Est-ce que tu peux nous parler de ton personnage, Bertrand, dans « Bienvenue au Paradis »?

 

 

Bertrand est le Procureur lors du procès d’Anatole Pichon (joué par Daniel Vouillamoz). C’est un ange comme un autre qui a eu ses vies terrestres et qui n’a plus besoin forcément de se réincarner, car il a bouclé ses karmas, il a accompli son chemin de vie. Bien sûr c’est une comédie, alors il se trouve que l’avocate du procès est son ex-femme (son ancienne vie terrestre) et il semblerait qu’il y aient des choses à régler malgré tout… Et c’est là que l’auteur, Bernard Werber, amène de la comédie au Paradis. Je trouve très chouette la manière dont on travaille avec Frédéric Martin (metteur en scène), car nous partons sur une version différente de ce qui avait été intialement proposé avec Edmond Vullioud. J’avais envie d’amener une nouvelle sensibilité, qui aille plus loin que l’accusation et la plaidoirie directe. Je voulais amener de la douceur pour raconter le monde angélique. Le challenge était d’être moins carré et frontal qu’on procureur humain peut l’être et pouvoir toucher les membres du jury qui sont des anges. Nous essayons de mettre cet aspect en avant lorsqu’on évoque la relation qu’il a avec ses enfants ; ou lorsqu’il raconte qu’il a gâché son plus grand talent. Le challenge était de toucher le personnage en plein cœur, de le faire réfléchir via une émotion, via quelque chose de plus doux.

 

Pourquoi est-ce que les gens doivent venir voir « Bienvenue au Paradis » ?

 

 

Les spectateurs connaissent certainement l’auteur Bernard Werber. Mais surtout, les gens vont venir voir une comédie qui va les faire rire et les divertir! C’est important. Cette pièce va leur permettre de voyager ailleurs. Nous allons leur raconter une autre histoire vraiment différente de celle à laquelle ils peuvent être habitués. Le fond est très différent. Nous allons poser des questions essentielles que tout le monde se pose : « La vie, la mort, l’après-mort ou l’avant-vie ». Réfléchir à ça, ouvrir quelques portes, se poser quelques questions et se donner le droit d’en rire.

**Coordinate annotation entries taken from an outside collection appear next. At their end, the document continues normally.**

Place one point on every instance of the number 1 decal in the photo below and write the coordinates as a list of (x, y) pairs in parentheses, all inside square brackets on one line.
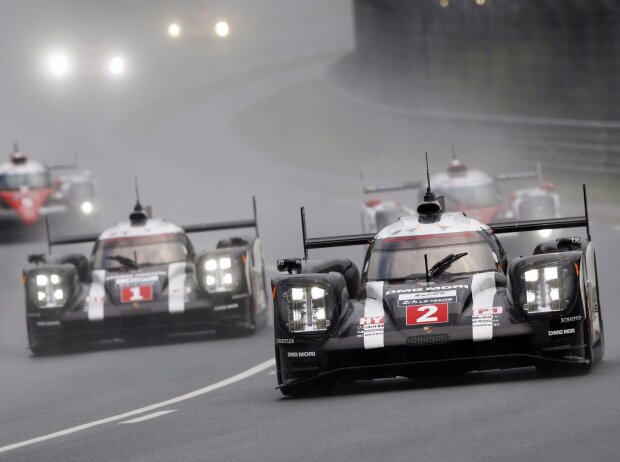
[(427, 314), (136, 294)]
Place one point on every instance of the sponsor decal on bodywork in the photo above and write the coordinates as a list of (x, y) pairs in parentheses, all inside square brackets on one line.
[(230, 306), (133, 279), (417, 298), (484, 315), (562, 332), (96, 296), (570, 319), (176, 287), (409, 290), (373, 308), (427, 314), (301, 354), (371, 326)]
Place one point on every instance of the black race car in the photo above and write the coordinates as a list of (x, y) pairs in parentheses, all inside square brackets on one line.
[(144, 277), (436, 294)]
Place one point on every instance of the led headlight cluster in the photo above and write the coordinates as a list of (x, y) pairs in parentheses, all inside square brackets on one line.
[(219, 274), (50, 291), (308, 309), (544, 290)]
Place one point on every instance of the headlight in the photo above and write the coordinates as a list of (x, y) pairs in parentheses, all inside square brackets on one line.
[(87, 207), (219, 274), (308, 309), (116, 66), (50, 291), (174, 30), (544, 290), (544, 233), (222, 29)]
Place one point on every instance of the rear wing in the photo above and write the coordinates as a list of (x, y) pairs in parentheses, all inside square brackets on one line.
[(497, 228), (224, 225), (392, 187), (61, 167), (535, 174)]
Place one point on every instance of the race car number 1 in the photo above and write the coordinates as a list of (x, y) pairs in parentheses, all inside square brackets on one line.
[(427, 314), (136, 294)]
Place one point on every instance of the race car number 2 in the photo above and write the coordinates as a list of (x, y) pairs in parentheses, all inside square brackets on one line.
[(427, 314), (136, 294)]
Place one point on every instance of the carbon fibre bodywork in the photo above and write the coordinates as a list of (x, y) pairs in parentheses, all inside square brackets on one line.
[(446, 324)]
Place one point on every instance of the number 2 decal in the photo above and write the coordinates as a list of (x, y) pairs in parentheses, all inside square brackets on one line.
[(427, 314)]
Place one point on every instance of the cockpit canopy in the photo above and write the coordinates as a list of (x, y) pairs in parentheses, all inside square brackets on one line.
[(135, 252), (402, 257)]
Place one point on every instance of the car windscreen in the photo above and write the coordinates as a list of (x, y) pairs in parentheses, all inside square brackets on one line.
[(136, 252), (403, 257), (15, 181), (471, 196)]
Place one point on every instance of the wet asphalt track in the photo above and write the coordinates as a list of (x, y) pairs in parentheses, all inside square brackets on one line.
[(183, 143)]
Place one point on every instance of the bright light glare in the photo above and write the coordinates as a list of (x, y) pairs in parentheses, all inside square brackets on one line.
[(531, 275), (317, 293), (116, 65), (545, 233), (87, 208), (42, 280), (531, 297), (59, 64), (174, 30), (297, 293), (554, 294), (222, 29), (551, 273)]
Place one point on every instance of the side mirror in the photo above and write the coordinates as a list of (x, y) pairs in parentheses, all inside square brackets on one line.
[(289, 265), (37, 258)]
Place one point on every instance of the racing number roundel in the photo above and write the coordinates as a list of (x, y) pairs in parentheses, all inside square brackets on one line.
[(136, 294), (427, 314)]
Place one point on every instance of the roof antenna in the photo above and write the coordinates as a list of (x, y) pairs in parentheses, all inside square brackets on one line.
[(139, 216), (431, 206), (135, 181), (430, 195)]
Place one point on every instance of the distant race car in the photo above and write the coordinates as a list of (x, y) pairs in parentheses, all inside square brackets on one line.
[(470, 191), (437, 295), (144, 278), (88, 59), (29, 191)]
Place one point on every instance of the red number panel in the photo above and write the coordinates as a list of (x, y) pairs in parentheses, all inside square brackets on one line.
[(136, 294), (427, 314)]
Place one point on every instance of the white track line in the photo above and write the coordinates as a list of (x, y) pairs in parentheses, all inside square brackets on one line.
[(235, 378), (148, 416)]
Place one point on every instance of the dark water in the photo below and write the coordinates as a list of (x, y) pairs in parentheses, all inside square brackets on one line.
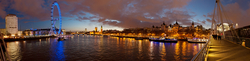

Voilà, les spectateurs pourrons profiter d’un très beau décor, d’une très belle ambiance, d’un très bel univers et j’espère… de bons interprètes!

 

Qu’est-ce que tu penses du décor dessiné par Jean-Luc Taillefert et construit par l’équipe technique du TMR?

 

J’aime beaucoup, car c’est la première fois que j’ai l’impression que le décor transforme le lieu. Je vais souvent voir des comédies qui se jouent dans un huis clos classique fermé. Là il dépasse de la scène et vient vraiment dans la salle, il éclate un peu le lieu. Un plus, l’utilisation de la vidéo est aussi utilisée comme décor. Ce n’est pas trop narratif, ça sert la pièce. J’aime beaucoup les animations qu’a créées Yannick qui aide également à raconter la pièce.

 


Le spectacle a été interrompu en 2020 à cause du COVID et il revient enfin sur la scène du TMR. Quel est l’impact de ce hiatus sur le spectacle ?

 

Bien sûr que le regard des gens a changé. De toute façon, à chaque reprise de spectacle avec un laps de temps aussi important, le regard des artistes et du public change! C’est intéressant de voir qu’on peut comprendre le texte ou une réplique différemment, l’interprétation de certains passages change. L’expérience de la vie nous touche tous et ça me marque à chaque fois. Le spectacle change, la couleur donnée par les comédiens évolue. Finalement, le fait d’avoir traversé le COVID alors que le spectacle traite aussi de la maladie et de la mort, peut certainement toucher les gens.